Mr. Price of Georgia (for himself, Mr. Gingrey of Georgia, Mr. Fleming, Mr. Shadegg, Mr. Daniel E. Lungren of California, Mr. King of Iowa, Mr. Thompson of Pennsylvania, Mr. Conaway, Mr. Gohmert, Mr. Franks of Arizona, Mr. Posey, Mr. Rooney, Mr. Bilbray, Mr. Coffman of Colorado, Mr. McClintock, and Mr. Roe of Tennessee) introduced the following bill; which was referred to the Committee on Energy and Commerce


A BILL

To prohibit conditioning licensure of a health care provider upon participation in a health plan.

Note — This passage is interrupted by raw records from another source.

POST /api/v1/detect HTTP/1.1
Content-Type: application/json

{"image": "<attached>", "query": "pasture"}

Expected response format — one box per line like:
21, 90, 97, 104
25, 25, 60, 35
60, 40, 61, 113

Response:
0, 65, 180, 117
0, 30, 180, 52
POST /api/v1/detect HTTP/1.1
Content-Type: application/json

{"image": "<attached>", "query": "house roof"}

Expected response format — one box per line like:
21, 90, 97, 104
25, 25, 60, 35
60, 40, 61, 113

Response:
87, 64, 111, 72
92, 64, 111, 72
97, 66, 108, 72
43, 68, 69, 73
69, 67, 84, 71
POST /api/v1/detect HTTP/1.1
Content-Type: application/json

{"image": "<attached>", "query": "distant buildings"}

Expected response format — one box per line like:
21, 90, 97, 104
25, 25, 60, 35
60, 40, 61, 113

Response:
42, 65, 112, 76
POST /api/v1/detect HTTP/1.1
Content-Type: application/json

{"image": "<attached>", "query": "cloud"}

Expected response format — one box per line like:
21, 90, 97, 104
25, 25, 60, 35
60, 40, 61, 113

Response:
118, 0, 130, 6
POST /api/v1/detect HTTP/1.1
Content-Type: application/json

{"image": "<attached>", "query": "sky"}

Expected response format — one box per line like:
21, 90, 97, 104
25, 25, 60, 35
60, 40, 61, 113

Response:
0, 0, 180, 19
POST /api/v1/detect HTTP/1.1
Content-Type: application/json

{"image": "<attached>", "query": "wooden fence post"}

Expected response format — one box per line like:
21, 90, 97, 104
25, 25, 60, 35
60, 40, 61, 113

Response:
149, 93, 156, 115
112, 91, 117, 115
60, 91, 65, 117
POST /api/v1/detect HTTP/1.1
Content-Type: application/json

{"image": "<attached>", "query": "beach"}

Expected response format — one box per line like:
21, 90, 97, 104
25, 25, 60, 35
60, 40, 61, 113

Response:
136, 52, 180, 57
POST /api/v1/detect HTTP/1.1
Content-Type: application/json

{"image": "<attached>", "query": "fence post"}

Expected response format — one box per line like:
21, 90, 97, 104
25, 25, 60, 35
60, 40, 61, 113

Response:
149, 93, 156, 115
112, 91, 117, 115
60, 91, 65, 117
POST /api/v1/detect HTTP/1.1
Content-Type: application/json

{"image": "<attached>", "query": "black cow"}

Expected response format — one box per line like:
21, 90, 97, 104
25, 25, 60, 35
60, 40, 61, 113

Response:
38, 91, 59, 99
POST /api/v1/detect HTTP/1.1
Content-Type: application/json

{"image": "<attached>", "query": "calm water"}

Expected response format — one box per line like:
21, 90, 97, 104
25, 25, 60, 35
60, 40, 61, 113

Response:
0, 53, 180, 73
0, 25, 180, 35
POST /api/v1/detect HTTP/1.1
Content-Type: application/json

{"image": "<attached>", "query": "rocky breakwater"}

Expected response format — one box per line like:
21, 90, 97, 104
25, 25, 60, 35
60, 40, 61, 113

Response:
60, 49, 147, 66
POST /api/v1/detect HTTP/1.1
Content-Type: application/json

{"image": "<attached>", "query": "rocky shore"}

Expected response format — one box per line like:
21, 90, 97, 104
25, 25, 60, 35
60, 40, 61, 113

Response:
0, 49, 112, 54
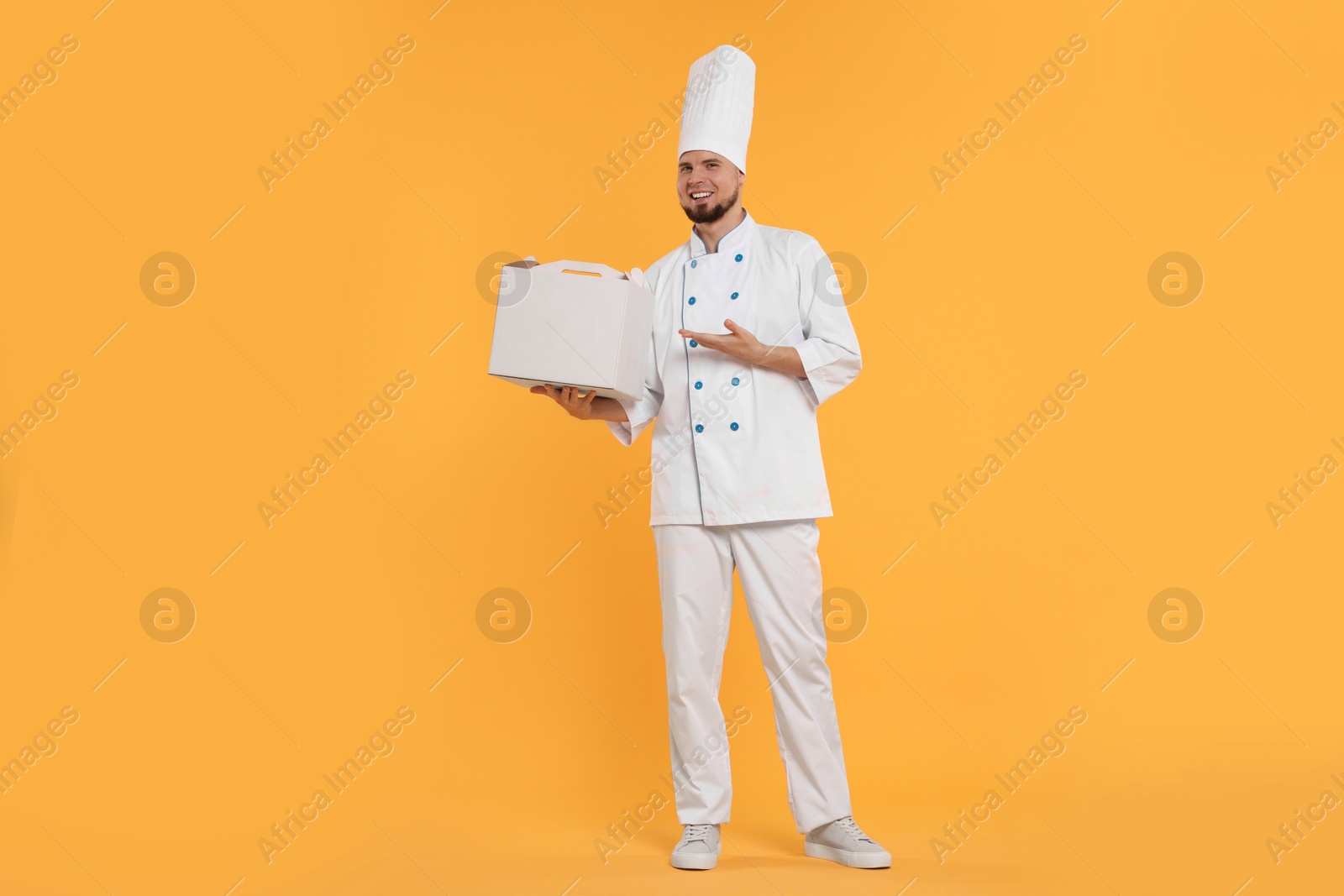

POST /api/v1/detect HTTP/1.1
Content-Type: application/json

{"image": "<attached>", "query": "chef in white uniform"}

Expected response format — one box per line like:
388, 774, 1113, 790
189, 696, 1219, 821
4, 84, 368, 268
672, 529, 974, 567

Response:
533, 45, 891, 869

Be it enacted by the Senate and House of Representatives of the United States of America in Congress assembled,

SECTION 1. Short title.

This Act may be cited as the “Medical Freedom Act of 2010”.

SEC. 2. Health care provider licensure cannot be conditioned on participation in a health plan.

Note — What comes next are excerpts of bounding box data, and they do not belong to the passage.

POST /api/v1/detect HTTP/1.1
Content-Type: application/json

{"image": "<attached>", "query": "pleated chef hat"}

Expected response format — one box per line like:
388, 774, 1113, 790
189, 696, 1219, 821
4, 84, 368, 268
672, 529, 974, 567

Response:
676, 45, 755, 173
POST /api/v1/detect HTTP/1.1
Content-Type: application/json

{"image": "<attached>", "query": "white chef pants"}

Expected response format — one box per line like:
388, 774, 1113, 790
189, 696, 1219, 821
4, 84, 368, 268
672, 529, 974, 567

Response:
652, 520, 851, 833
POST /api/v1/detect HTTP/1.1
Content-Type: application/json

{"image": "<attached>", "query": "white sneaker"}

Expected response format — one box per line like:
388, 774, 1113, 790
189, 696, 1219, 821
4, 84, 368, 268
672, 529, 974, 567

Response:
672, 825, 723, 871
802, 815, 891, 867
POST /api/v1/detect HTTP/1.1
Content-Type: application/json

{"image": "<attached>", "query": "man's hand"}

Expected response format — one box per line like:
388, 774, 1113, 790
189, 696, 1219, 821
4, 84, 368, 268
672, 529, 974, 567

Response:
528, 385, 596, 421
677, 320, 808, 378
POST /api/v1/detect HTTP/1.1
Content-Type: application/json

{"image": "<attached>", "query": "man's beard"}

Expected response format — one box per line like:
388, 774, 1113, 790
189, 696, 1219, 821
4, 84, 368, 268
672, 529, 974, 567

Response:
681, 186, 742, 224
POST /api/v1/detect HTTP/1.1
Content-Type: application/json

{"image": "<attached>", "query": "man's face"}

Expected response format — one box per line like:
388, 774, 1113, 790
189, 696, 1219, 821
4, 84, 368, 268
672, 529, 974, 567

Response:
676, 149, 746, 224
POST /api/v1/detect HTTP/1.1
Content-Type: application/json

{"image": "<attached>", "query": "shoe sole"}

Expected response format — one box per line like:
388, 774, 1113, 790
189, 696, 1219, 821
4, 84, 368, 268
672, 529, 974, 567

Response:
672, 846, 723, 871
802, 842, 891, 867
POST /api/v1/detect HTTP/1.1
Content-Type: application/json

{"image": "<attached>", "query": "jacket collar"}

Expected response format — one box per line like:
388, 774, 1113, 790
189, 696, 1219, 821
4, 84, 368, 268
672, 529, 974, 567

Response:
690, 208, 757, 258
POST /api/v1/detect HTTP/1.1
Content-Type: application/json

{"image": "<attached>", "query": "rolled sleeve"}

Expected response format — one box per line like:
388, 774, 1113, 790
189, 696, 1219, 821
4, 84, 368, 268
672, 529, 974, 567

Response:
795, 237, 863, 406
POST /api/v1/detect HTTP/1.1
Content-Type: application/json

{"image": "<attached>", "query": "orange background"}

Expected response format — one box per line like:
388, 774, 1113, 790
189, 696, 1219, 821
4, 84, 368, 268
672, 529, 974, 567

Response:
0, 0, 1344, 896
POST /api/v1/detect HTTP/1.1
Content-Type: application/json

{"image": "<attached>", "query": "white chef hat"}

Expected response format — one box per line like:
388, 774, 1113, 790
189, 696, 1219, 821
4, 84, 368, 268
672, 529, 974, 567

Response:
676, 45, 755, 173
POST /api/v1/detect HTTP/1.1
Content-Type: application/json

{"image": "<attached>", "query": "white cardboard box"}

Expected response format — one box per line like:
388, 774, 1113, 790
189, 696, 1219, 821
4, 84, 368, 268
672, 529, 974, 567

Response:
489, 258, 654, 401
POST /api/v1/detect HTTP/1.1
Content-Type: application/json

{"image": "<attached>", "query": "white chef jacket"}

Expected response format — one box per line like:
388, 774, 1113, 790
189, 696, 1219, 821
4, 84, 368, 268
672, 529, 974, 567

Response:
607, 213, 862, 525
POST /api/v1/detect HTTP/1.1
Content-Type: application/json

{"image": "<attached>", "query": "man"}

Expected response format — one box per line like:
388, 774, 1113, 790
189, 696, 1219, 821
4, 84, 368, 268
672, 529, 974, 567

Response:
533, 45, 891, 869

(a) In general.—The Secretary of Health and Human Services and any State (as a condition of receiving Federal financial participation under title XIX of the Social Security Act) may not require any health care provider to participate in any health plan as a condition of licensure of the provider in any State.

(b) Definitions.—In this section:

(1) HEALTH PLAN.—The term “health plan” has the meaning given such term in section 1171(5) of the Social Security Act (42 U.S.C. 1320d(5)), and includes a basic health program established under section 1331 of the Patient Protection and Affordable Care Act (Public Law 111–148), a qualified health plan offered by a qualified nonprofit health insurance issuer under the Consumer Operated and Oriented Plan (CO–OP) program under section 1322 of such Act, a qualified health plan offered under a health care choice compact under section 1333 of such Act, a multi-state qualified health plan offered under section 1334 of such Act, or other health plan offered under title I of such Act.

(2) HEALTH CARE PROVIDER.—The term “health care provider” means any person or entity that is required by State or Federal laws or regulations to be licensed, registered, or certified to provide health care services and is so licensed, registered, or certified, or exempted from such requirement by other statute or regulation.

(3) STATE.—The term “State” has the meaning given such term for purposes of title XIX of the Social Security Act.